Üste hakaret suçu ASCK’nın 85’inci maddesinde düzenlenmiş olup, hakaret fiillerinin cezalandırılmasıyla korunan hukuki değer, kişilerin şeref, haysiyet ve namusu, toplum içindeki itibarı ve diğer fertler nezdindeki saygınlığıdır. Hakaret suçunun oluşması için, davranışın kişiyi küçük düşürmeye matuf olarak gerçekleştirilmesi gerekir.

Askeri Yargıtay’ın yerleşik kararlarında, söylenen sözlerin hakaret oluşturup oluşturmadığının tespiti için, sözün hangi şartlar altında söylendiğinin, failin ve mağdurun durumlarının, sözün söylenme sebebinin araştırılması ve olayın bir bütün olarak değerlendirilmesi gerektiği kabul edilmektedir (Askeri Yargıtay Daireler Kurulunun 19.01.2006 tarihli, 2006/19-12; 26.12.2002 tarihli, 2002/105-105; 4.12.1997 tarihli, 1997/158-157 ve 20.01.1994 tarihli, 1994/11-8 Esas ve Karar sayılı kararları bu doğrultudadır).

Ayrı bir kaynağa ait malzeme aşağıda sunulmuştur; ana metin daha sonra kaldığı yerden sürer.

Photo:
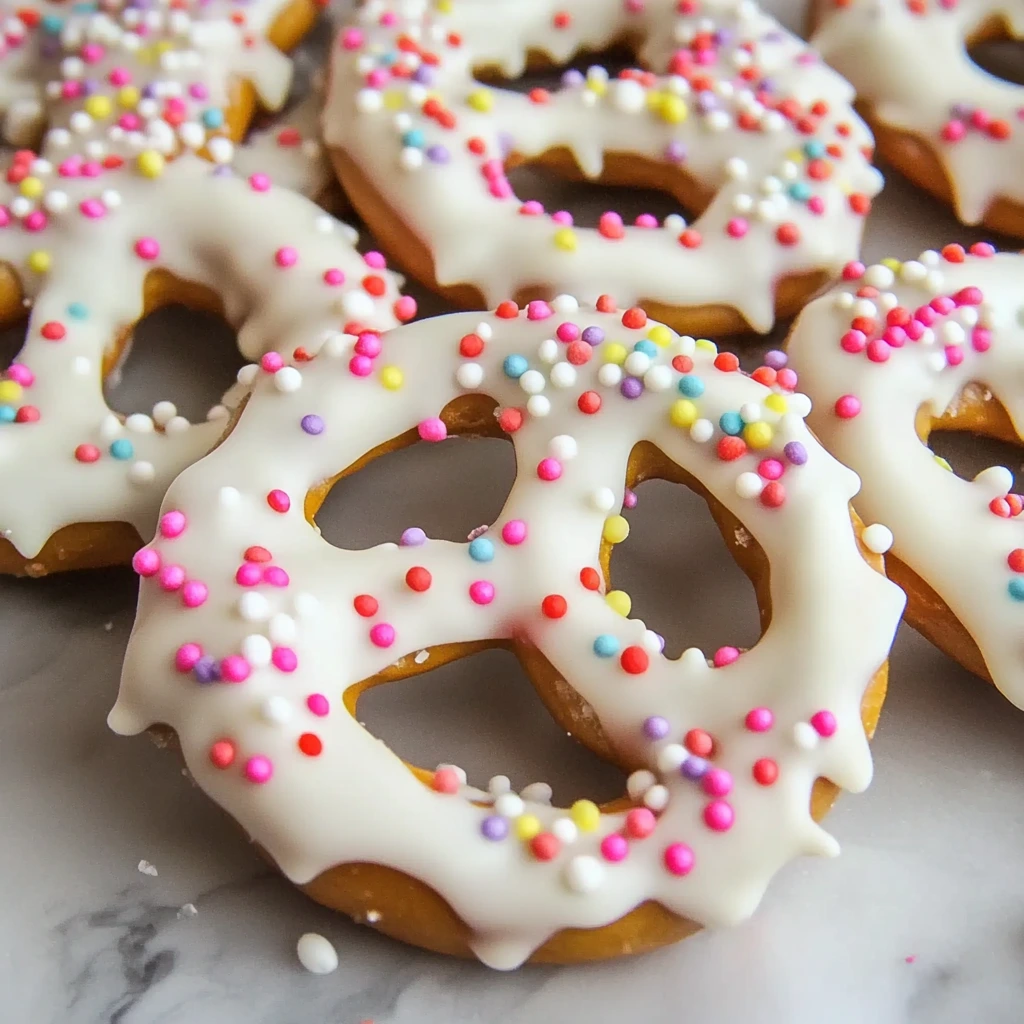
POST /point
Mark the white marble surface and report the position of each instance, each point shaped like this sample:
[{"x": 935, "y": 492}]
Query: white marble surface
[{"x": 922, "y": 919}]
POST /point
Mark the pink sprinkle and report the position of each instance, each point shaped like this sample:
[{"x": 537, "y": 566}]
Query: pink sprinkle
[
  {"x": 724, "y": 656},
  {"x": 145, "y": 562},
  {"x": 382, "y": 635},
  {"x": 614, "y": 848},
  {"x": 147, "y": 248},
  {"x": 172, "y": 524},
  {"x": 432, "y": 429},
  {"x": 259, "y": 769},
  {"x": 760, "y": 720},
  {"x": 549, "y": 469},
  {"x": 171, "y": 578},
  {"x": 678, "y": 859},
  {"x": 235, "y": 669},
  {"x": 719, "y": 815},
  {"x": 275, "y": 576},
  {"x": 286, "y": 256},
  {"x": 848, "y": 407},
  {"x": 186, "y": 656},
  {"x": 318, "y": 705},
  {"x": 823, "y": 723},
  {"x": 285, "y": 659},
  {"x": 717, "y": 782},
  {"x": 514, "y": 531},
  {"x": 248, "y": 574}
]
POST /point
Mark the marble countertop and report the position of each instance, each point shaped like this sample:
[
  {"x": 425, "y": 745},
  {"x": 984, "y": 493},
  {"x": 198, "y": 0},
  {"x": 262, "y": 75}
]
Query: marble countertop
[{"x": 129, "y": 898}]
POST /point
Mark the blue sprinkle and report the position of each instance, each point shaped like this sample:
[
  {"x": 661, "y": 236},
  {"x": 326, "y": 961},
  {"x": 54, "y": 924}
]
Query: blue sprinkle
[
  {"x": 691, "y": 386},
  {"x": 515, "y": 366},
  {"x": 481, "y": 549},
  {"x": 731, "y": 423}
]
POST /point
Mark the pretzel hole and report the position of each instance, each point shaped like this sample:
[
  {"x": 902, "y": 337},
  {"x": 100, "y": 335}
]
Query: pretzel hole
[
  {"x": 479, "y": 712},
  {"x": 973, "y": 433}
]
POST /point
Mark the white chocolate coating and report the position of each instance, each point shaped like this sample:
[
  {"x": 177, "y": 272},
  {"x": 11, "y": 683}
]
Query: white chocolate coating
[
  {"x": 461, "y": 207},
  {"x": 299, "y": 636},
  {"x": 943, "y": 526},
  {"x": 910, "y": 64}
]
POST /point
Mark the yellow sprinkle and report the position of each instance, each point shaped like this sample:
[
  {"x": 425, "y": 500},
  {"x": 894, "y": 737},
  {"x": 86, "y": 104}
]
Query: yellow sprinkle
[
  {"x": 683, "y": 413},
  {"x": 151, "y": 164},
  {"x": 481, "y": 99},
  {"x": 660, "y": 335},
  {"x": 98, "y": 107},
  {"x": 565, "y": 239},
  {"x": 526, "y": 826},
  {"x": 585, "y": 815},
  {"x": 758, "y": 435},
  {"x": 613, "y": 352},
  {"x": 615, "y": 529},
  {"x": 674, "y": 110},
  {"x": 39, "y": 261}
]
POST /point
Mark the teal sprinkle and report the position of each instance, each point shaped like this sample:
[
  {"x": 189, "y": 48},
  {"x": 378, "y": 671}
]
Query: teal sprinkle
[
  {"x": 691, "y": 386},
  {"x": 515, "y": 366},
  {"x": 481, "y": 549},
  {"x": 122, "y": 449},
  {"x": 731, "y": 423}
]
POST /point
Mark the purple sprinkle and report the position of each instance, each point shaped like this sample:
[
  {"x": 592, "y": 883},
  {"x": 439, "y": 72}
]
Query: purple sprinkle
[
  {"x": 796, "y": 453},
  {"x": 495, "y": 827},
  {"x": 632, "y": 387},
  {"x": 206, "y": 670},
  {"x": 675, "y": 153},
  {"x": 655, "y": 727}
]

Ayrıca, suçun sübutu için sadece sözün sarf edilmesi yeterli olmayıp, suçun manevi unsurunu oluşturan suç kastının da açıkça ortaya konulması gerekmektedir.

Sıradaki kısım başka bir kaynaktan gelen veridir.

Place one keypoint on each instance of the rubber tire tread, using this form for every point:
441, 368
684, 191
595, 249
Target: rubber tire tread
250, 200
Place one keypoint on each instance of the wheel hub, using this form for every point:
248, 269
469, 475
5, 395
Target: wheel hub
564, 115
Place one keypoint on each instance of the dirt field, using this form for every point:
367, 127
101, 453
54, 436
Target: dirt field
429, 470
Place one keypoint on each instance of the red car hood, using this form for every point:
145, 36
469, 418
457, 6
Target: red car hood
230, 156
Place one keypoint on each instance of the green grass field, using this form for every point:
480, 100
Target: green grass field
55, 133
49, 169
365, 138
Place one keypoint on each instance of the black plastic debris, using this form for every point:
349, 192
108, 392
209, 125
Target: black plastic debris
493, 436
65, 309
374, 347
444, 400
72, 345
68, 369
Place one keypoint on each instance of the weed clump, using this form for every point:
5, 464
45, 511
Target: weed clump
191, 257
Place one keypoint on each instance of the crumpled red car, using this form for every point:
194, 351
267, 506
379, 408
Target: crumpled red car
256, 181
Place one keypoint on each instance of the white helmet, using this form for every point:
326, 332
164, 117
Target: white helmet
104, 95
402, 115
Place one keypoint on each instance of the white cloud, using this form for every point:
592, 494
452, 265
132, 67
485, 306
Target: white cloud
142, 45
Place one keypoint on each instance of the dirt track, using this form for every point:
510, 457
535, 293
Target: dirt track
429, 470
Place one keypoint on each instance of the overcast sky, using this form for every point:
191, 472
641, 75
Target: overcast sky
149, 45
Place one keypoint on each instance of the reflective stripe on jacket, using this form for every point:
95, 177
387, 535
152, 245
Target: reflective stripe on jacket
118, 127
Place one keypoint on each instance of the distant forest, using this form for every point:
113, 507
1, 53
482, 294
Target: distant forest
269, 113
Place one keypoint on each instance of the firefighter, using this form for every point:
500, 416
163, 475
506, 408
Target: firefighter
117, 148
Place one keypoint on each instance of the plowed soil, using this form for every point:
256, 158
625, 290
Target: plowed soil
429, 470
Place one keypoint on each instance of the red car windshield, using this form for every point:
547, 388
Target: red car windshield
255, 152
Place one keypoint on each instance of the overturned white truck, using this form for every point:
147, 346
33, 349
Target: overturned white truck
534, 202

Somut olayda; sanığın beyanları ile tanık beyanları bir arada değerlendirildiğinde, ifadeler arasında çelişkiler bulunduğu, iddia konusu sözlerin “Böyle işin anasını si...m” mi olduğu, yoksa “Senin ananı s... ederim” mi olduğu hususunda şüphe bulunduğu; kaldı ki, sanığın savunmasında beyan ettiği gibi, “Böyle işin anasını si...m” şeklinde sözler söylediğinin kabulü halinde dahi, bu sözleri, tartışan iki arkadaşını ayırmak için müdahale etmesi ve mağdurun kendisine yumrukla vurması sonrasında, doğrudan mağdura hitaben olmamak üzere ve içinde kaldığı durumdan yakınma amacıyla söylediği, mağdura hakaret kastının bulunmadığı, bu nedenle atılı suçun unsurları yönünden oluşmadığı sonucuna varıldığından; direnmek suretiyle verilen beraat hükmünün onanmasına karar verilmiştir. (¤¤)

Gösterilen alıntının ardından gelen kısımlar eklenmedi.